Class: Rubino::Compression::DiffCompressor
- Inherits:
-
Object
- Object
- Rubino::Compression::DiffCompressor
- Defined in:
- lib/rubino/compression/diff_compressor.rb
Overview
Deterministic, ML-free compression of a UNIFIED DIFF for the MODEL-FACING channel only. A diff is the “show me the diff” channel: the human sees the full coloured diff in the tool ‘:body` (scrollback) — that is rendered SEPARATELY and is NEVER touched here.
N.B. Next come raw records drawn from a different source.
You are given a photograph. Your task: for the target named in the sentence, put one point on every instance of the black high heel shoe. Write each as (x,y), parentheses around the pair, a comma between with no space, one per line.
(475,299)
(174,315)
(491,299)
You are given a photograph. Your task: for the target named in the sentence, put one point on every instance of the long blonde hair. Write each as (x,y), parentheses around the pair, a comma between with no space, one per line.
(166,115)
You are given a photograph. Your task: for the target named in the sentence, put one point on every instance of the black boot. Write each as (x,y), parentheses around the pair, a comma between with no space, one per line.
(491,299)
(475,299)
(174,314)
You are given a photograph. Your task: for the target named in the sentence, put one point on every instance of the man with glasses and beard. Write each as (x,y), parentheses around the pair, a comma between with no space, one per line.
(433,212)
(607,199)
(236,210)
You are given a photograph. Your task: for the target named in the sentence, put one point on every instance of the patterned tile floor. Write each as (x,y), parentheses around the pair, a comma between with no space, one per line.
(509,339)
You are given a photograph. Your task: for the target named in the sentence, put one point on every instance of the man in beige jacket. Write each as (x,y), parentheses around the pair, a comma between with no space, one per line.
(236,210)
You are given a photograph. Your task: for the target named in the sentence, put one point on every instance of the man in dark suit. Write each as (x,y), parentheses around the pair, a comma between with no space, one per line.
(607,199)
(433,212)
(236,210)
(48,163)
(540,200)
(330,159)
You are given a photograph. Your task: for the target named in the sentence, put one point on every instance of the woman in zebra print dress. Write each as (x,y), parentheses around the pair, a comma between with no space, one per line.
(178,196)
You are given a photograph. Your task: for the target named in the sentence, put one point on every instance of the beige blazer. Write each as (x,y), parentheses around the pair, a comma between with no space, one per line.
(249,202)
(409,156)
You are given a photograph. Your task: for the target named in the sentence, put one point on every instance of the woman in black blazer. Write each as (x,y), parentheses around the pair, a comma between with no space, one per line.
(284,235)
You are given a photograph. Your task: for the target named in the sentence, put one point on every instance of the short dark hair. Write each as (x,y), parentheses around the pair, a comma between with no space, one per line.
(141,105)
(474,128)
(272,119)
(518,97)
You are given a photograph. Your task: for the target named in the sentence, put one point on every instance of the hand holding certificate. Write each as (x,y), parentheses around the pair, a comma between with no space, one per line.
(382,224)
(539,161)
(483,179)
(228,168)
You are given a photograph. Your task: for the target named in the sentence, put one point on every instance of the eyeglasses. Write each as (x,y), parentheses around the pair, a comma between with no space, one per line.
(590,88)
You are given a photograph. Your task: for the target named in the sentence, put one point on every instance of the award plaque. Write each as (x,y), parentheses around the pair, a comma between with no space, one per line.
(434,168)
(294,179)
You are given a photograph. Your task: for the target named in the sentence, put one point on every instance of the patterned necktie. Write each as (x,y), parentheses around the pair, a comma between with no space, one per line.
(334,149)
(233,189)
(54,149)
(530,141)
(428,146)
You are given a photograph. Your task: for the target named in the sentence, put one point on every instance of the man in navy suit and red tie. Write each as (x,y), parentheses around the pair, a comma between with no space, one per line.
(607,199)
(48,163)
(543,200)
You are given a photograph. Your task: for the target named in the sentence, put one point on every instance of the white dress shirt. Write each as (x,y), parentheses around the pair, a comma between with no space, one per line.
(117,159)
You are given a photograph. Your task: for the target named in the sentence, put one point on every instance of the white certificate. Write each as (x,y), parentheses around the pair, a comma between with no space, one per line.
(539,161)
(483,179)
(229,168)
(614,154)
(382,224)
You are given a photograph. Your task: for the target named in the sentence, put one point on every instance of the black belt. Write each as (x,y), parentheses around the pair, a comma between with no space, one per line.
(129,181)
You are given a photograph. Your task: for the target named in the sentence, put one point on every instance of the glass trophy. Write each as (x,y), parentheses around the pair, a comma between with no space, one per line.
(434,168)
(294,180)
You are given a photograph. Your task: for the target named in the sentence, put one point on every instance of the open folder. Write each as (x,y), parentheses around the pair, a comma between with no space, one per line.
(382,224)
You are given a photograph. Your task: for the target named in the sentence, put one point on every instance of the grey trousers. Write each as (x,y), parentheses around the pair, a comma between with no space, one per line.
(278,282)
This compressor only ever runs on the model’s ‘:output` at the ToolExecutor seam, behind the saving guard, so the common small “show me” diff flows through BYTE-IDENTICAL.
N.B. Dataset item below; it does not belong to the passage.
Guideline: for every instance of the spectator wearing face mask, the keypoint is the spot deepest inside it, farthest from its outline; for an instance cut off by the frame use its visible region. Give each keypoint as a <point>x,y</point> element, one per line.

The FIDELITY INVARIANT is the whole contract: every ADDED (‘+`) line, every REMOVED (`-`) line, every file header (`diff –git`, `index`, `— a/`, `+++ b/`, rename/mode/binary lines) and every hunk header (`@@`) SURVIVES. Compression only ever drops PURE-CONTEXT (unchanged ` `) lines that sit far from a change, and collapses a whole generated/lock file’s hunk bodies to a one-line summary (its headers still survive). The eval and the spec assert this directly.
Two reductions, both lossless on signal:
1. Context trimming — collapse runs of unchanged context to ±N lines
around each change; the dropped middle becomes a `… N unchanged lines`
marker. A diff already at tight context yields ~nothing → passthrough.
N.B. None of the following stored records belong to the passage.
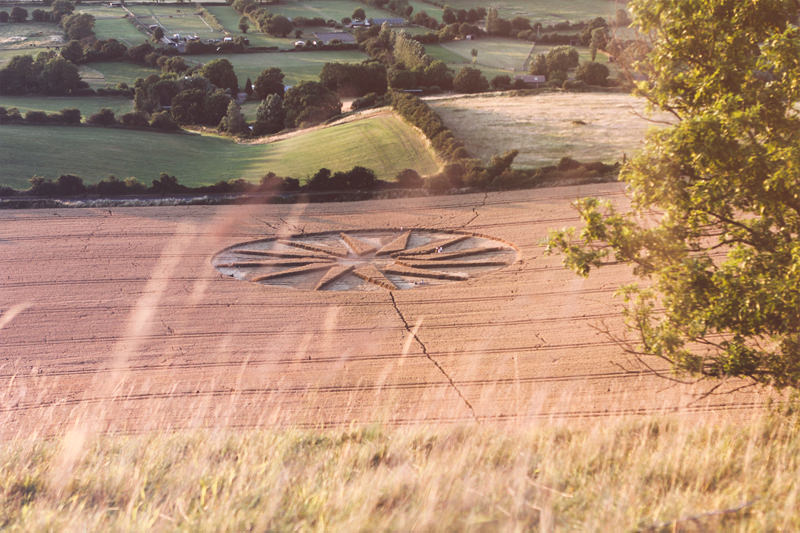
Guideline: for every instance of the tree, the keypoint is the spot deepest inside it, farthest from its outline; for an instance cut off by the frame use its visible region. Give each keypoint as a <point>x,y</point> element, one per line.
<point>233,121</point>
<point>592,73</point>
<point>220,73</point>
<point>310,103</point>
<point>715,211</point>
<point>470,80</point>
<point>270,81</point>
<point>279,25</point>
<point>18,14</point>
<point>59,77</point>
<point>598,41</point>
<point>561,58</point>
<point>269,116</point>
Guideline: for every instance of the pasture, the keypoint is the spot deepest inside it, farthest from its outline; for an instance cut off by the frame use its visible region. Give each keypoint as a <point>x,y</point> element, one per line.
<point>383,143</point>
<point>105,73</point>
<point>546,11</point>
<point>493,53</point>
<point>327,9</point>
<point>25,35</point>
<point>546,127</point>
<point>120,29</point>
<point>182,19</point>
<point>229,19</point>
<point>7,53</point>
<point>51,104</point>
<point>296,66</point>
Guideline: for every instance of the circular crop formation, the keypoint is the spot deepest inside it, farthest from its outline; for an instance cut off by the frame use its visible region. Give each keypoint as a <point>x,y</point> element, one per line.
<point>365,259</point>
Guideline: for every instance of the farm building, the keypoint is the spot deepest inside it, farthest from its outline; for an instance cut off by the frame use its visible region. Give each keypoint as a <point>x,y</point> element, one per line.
<point>329,37</point>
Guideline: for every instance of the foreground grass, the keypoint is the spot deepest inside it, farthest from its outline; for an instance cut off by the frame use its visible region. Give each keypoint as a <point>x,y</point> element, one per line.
<point>383,143</point>
<point>617,475</point>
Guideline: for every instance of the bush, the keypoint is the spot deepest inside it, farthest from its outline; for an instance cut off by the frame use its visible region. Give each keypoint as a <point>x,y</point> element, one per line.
<point>592,73</point>
<point>163,121</point>
<point>470,80</point>
<point>134,119</point>
<point>36,117</point>
<point>104,117</point>
<point>70,116</point>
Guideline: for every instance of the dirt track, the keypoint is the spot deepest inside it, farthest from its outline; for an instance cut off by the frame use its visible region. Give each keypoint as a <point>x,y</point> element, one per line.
<point>117,320</point>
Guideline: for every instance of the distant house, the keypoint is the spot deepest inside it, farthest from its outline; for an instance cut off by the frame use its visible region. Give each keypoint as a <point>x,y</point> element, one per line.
<point>329,37</point>
<point>390,21</point>
<point>533,80</point>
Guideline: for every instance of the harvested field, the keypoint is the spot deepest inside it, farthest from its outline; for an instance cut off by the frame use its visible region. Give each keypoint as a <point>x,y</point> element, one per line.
<point>118,320</point>
<point>546,127</point>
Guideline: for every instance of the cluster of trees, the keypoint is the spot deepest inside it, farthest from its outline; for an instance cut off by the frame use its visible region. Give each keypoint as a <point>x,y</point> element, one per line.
<point>419,114</point>
<point>266,21</point>
<point>48,73</point>
<point>354,79</point>
<point>714,219</point>
<point>407,64</point>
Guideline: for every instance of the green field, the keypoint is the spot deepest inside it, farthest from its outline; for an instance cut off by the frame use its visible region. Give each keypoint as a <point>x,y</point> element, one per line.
<point>545,11</point>
<point>296,66</point>
<point>495,53</point>
<point>51,104</point>
<point>430,9</point>
<point>457,62</point>
<point>105,73</point>
<point>120,29</point>
<point>383,143</point>
<point>229,19</point>
<point>30,34</point>
<point>183,19</point>
<point>7,54</point>
<point>327,9</point>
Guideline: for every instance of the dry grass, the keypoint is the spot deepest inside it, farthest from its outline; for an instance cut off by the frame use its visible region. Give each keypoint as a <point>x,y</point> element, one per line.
<point>547,127</point>
<point>626,474</point>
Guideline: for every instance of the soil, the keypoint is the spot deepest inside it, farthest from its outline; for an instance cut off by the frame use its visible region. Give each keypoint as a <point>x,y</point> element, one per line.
<point>117,320</point>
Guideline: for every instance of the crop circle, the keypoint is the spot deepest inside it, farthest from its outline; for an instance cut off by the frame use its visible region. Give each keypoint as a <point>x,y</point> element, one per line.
<point>364,260</point>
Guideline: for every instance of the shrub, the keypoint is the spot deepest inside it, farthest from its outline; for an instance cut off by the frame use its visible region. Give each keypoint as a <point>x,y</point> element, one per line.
<point>163,121</point>
<point>104,117</point>
<point>38,117</point>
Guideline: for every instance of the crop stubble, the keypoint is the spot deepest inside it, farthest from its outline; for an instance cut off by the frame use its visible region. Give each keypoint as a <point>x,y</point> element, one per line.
<point>123,324</point>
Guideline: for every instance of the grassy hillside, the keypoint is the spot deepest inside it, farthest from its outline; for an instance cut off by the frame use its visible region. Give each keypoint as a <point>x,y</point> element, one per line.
<point>665,474</point>
<point>52,104</point>
<point>383,143</point>
<point>296,66</point>
<point>546,11</point>
<point>546,127</point>
<point>104,73</point>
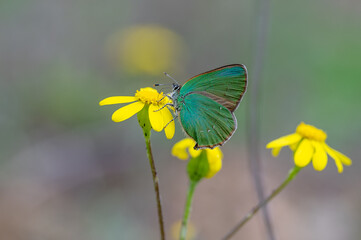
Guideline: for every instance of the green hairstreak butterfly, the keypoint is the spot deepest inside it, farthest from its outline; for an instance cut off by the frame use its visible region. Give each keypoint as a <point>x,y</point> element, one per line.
<point>206,103</point>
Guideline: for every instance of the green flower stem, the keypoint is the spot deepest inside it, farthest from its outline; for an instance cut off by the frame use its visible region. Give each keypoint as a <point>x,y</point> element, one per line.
<point>291,175</point>
<point>156,186</point>
<point>187,209</point>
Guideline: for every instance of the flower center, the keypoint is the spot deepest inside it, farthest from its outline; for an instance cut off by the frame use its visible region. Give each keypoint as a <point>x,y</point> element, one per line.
<point>311,132</point>
<point>151,96</point>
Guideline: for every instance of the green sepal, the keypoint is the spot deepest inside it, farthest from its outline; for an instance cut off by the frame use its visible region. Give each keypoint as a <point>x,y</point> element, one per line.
<point>198,167</point>
<point>143,120</point>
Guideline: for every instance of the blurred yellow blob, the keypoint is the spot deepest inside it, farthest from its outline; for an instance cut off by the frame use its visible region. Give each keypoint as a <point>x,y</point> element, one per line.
<point>175,230</point>
<point>147,49</point>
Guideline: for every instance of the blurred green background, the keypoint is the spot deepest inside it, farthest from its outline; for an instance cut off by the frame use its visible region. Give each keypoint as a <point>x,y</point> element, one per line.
<point>68,172</point>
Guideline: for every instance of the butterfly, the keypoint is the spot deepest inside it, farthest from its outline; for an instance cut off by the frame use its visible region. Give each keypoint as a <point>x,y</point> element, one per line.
<point>206,103</point>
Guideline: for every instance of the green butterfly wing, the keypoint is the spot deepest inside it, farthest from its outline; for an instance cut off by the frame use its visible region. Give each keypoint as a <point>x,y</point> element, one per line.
<point>225,85</point>
<point>206,121</point>
<point>207,102</point>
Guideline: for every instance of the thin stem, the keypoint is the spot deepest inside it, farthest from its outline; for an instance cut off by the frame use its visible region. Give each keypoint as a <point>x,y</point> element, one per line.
<point>156,187</point>
<point>253,115</point>
<point>187,210</point>
<point>291,175</point>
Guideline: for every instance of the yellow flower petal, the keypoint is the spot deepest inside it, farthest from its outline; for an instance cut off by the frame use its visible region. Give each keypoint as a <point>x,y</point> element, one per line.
<point>194,153</point>
<point>337,156</point>
<point>214,157</point>
<point>319,160</point>
<point>116,100</point>
<point>276,151</point>
<point>303,154</point>
<point>179,149</point>
<point>168,117</point>
<point>284,141</point>
<point>343,158</point>
<point>126,112</point>
<point>156,118</point>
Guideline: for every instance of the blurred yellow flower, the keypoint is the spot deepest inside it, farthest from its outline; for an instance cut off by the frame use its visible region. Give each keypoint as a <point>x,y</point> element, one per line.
<point>309,143</point>
<point>144,97</point>
<point>214,156</point>
<point>147,49</point>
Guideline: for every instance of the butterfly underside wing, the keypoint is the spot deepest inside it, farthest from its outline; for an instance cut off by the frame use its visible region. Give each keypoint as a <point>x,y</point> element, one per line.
<point>207,101</point>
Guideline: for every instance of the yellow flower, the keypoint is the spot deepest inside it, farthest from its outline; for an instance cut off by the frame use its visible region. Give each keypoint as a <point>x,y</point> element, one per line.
<point>308,143</point>
<point>176,227</point>
<point>214,156</point>
<point>147,49</point>
<point>144,97</point>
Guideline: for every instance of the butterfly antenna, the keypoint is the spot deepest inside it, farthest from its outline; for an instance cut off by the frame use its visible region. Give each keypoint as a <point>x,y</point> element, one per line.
<point>171,77</point>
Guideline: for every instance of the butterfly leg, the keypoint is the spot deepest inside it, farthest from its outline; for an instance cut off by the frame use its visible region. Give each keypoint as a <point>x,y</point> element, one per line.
<point>165,95</point>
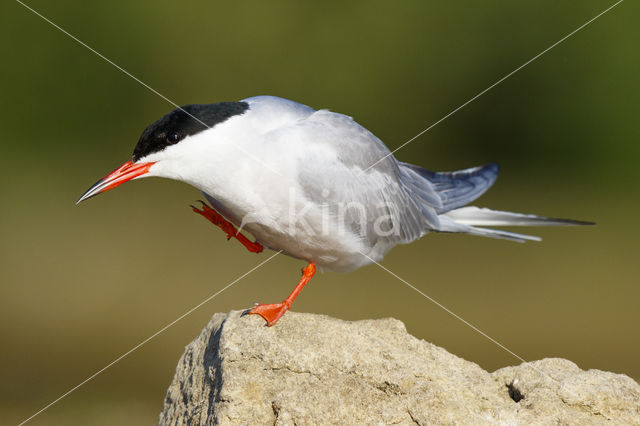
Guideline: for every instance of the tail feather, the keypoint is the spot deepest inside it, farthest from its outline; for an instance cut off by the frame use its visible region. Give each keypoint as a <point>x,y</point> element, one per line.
<point>485,217</point>
<point>466,219</point>
<point>455,189</point>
2. Generated/lock-file elision — a changed file matching a generated/lock
pattern (`*.lock`, `package-lock.json`, `dist/`, `*.min.js`, …)
collapses to `path: +X/-Y lines, N hunks — elided (generated)`.
Saving guard: only applied when the diff is ≥ ‘min_lines` AND the result is ≥ `min_saving` smaller; otherwise a byte-identical passthrough. Pure regex + line walking, no AST, no gem.
Defined Under Namespace
Classes: Config
Constant Summary collapse
- DEFAULT_GENERATED =
Generated/lock-file patterns whose changed-file body collapses to a one-line summary. Config-driven (overridable); this is the default set.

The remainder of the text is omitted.